It is reasonable to ask: why close restaurants and pubs if there are so few outbreaks associated with those environments? However, this is misreading and misinterpreting the data on outbreaks and clusters. 1/10
If I went out 5 days ago and caught the virus in a restaurant, it will have multiplied silently inside me for 3 days; then I will have started shedding virus, and potentially infecting others, for 2 days; today I become symptomatic, self-isolate, and get a test. 2/10
Public health only ask me about my contacts for the 48 hours before I developed symptoms. They don’t need to know where I got the virus; that happened 5 days ago. They want to know where the virus is going, who I might have infected, and prevent onward transmission. 3/10
My contacts are tested, and unfortunately two of my family are infected.
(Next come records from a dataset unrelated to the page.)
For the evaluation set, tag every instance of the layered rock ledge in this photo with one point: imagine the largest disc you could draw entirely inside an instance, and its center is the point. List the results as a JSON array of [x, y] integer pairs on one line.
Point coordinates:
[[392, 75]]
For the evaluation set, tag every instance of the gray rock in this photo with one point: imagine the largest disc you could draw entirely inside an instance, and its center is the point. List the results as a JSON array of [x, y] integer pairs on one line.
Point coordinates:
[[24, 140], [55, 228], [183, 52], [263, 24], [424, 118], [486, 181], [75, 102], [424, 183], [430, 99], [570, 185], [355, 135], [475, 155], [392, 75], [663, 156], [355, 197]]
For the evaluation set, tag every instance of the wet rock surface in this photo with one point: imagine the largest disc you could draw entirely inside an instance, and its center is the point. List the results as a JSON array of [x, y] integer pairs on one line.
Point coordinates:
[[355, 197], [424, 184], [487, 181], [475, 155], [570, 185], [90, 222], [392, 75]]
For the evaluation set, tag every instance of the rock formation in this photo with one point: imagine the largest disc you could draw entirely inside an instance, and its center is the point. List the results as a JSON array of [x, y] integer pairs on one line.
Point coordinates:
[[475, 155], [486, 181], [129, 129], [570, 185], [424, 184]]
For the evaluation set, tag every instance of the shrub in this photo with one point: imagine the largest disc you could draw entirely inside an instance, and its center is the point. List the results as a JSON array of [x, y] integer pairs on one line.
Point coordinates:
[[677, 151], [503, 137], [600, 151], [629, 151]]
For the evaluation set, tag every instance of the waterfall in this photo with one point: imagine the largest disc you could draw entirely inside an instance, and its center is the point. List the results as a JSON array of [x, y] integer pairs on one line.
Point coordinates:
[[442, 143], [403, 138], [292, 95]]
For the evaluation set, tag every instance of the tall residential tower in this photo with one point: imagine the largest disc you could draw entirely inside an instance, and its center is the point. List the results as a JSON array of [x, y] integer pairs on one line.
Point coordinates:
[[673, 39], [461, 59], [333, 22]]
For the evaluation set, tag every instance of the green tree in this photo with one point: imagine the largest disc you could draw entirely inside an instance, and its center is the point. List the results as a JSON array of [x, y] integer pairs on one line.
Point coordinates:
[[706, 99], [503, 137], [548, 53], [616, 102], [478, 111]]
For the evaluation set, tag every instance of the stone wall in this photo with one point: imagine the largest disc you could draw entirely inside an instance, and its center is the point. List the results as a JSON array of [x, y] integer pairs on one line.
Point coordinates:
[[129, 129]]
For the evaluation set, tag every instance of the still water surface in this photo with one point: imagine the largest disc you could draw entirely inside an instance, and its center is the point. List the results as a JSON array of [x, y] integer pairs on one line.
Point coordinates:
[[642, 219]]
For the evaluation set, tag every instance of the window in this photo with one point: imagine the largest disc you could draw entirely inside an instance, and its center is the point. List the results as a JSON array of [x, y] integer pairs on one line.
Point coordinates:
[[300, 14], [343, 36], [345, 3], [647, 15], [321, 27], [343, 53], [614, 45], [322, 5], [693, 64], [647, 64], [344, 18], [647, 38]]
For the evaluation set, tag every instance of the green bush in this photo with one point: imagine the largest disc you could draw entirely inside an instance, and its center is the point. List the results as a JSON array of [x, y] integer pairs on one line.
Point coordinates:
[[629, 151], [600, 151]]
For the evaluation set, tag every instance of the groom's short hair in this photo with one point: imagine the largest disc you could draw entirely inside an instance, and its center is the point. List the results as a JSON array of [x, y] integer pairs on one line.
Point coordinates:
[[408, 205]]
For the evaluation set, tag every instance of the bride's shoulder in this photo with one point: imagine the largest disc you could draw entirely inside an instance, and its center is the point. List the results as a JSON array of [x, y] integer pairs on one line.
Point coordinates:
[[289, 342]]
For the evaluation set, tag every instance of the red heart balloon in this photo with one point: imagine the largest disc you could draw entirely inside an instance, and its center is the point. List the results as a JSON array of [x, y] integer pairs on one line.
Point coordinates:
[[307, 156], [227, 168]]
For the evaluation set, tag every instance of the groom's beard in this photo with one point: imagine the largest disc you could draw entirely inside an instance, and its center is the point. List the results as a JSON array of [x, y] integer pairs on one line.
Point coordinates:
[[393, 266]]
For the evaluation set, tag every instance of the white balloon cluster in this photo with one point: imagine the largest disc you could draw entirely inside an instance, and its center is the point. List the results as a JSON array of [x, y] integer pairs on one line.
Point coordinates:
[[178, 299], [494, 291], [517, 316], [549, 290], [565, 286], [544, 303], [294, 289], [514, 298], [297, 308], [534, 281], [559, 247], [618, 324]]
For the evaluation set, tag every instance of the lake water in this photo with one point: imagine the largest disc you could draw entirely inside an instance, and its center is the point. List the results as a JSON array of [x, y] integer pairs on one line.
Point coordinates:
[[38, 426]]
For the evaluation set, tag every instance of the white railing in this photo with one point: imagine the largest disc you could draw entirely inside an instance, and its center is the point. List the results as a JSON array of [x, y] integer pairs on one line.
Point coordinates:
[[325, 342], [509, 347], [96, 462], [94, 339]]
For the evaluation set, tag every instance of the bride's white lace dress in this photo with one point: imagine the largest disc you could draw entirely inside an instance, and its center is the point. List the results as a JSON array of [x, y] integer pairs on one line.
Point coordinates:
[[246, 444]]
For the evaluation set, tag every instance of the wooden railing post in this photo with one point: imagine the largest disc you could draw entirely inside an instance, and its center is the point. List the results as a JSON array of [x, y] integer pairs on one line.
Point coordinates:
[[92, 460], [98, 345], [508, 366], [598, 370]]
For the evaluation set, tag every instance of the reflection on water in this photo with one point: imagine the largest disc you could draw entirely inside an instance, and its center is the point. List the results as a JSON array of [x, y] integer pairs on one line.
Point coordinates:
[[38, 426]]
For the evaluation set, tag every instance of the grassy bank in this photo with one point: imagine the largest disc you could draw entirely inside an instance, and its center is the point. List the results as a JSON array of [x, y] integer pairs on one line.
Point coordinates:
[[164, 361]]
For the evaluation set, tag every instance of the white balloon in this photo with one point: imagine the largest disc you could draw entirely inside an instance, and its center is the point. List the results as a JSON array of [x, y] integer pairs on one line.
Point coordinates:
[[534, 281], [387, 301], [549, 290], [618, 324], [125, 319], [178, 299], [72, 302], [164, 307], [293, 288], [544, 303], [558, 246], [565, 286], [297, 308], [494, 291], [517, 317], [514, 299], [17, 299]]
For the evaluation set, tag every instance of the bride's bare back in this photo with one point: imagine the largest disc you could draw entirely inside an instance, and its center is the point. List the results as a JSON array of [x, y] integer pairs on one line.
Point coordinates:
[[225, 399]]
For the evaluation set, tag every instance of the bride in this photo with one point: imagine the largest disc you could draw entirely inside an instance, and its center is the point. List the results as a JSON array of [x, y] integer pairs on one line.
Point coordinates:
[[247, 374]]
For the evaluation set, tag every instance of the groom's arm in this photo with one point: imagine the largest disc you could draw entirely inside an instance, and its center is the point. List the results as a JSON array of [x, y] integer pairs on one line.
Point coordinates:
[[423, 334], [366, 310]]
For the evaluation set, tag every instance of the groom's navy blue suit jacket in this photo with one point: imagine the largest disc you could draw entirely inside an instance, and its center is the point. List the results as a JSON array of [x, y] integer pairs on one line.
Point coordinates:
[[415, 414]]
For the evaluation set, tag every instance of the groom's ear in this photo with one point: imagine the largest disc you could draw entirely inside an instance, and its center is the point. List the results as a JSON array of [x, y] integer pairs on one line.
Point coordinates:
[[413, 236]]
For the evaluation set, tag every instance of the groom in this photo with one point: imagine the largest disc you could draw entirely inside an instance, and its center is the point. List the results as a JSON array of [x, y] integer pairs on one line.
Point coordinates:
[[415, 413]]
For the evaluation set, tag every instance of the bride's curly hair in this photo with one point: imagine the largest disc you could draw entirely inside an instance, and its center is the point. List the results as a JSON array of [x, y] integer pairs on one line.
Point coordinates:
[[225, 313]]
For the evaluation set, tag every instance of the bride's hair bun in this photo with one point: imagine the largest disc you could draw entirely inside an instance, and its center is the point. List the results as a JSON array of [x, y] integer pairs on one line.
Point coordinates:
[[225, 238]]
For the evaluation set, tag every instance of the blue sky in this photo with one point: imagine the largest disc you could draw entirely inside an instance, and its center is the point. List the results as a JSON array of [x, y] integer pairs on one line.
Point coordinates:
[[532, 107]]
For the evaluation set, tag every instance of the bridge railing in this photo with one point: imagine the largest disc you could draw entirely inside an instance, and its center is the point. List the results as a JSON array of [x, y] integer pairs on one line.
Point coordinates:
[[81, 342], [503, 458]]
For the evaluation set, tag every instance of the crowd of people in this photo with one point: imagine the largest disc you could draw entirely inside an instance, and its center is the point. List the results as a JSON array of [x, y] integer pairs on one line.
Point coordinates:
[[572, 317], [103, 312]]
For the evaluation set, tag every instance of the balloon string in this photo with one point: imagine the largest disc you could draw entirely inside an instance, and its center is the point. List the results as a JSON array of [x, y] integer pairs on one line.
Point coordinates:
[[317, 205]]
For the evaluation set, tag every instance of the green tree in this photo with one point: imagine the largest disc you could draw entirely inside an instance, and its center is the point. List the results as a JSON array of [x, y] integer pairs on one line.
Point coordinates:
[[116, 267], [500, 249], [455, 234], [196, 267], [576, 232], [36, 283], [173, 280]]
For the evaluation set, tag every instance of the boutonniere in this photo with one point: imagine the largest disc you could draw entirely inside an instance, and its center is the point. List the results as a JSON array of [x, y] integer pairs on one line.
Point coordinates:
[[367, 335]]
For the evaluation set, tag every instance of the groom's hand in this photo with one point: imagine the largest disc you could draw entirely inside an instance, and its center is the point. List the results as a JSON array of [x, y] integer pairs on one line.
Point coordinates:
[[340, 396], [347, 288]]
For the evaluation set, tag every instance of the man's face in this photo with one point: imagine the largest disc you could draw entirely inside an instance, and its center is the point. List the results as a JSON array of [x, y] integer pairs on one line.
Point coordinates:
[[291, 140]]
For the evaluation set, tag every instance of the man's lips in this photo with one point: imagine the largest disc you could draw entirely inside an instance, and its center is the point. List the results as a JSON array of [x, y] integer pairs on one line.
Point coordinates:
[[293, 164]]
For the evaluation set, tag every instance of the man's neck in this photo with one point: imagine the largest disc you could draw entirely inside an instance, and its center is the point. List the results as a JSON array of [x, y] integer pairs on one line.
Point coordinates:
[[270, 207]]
It’s now a household outbreak, and I am a case of community transmission. Even though I got it in a restaurant and brought it home. 4/10
We would like to go back and find out where people are getting the virus, but we don’t have the time or resources to pursue this academic exercise. 5/10
We have lots of international evidence from better resourced systems on how the virus transmits: we know that social settings, including bars and restaurants, drive community transmission. 6/10
We know that in Dublin at least one in three cases are community transmission. Where is this happening? Wherever we mix socially: our houses, gyms, bars, restaurants. Sadly, unless we stop mixing in these settings, we know the disease will spiral out of control. 7/10
This is really difficult. Restaurant and gastropub owners have worked very hard to minimize the risk of transmission. Their livelihoods and our safety are at stake, and their work allows us to socialize and enjoy ourselves safely when the level of the virus is low. 8/10
However, the level of the virus is rising again rapidly, and we have to radically reduce mixing between households. 9/10
If we don’t, this virus will kill some of us, saturate our health system, close schools, and create a bigger shock to our economy. It’s devastating for those businesses affected, but we must act now, while targeted measures might still get the virus back under control. 10/10
...for clarity on above, of course our colleagues in public health would track down the source if they had the resources to do so, but they don’t, and must prioritise the management of cases, outbreaks and onward transmission.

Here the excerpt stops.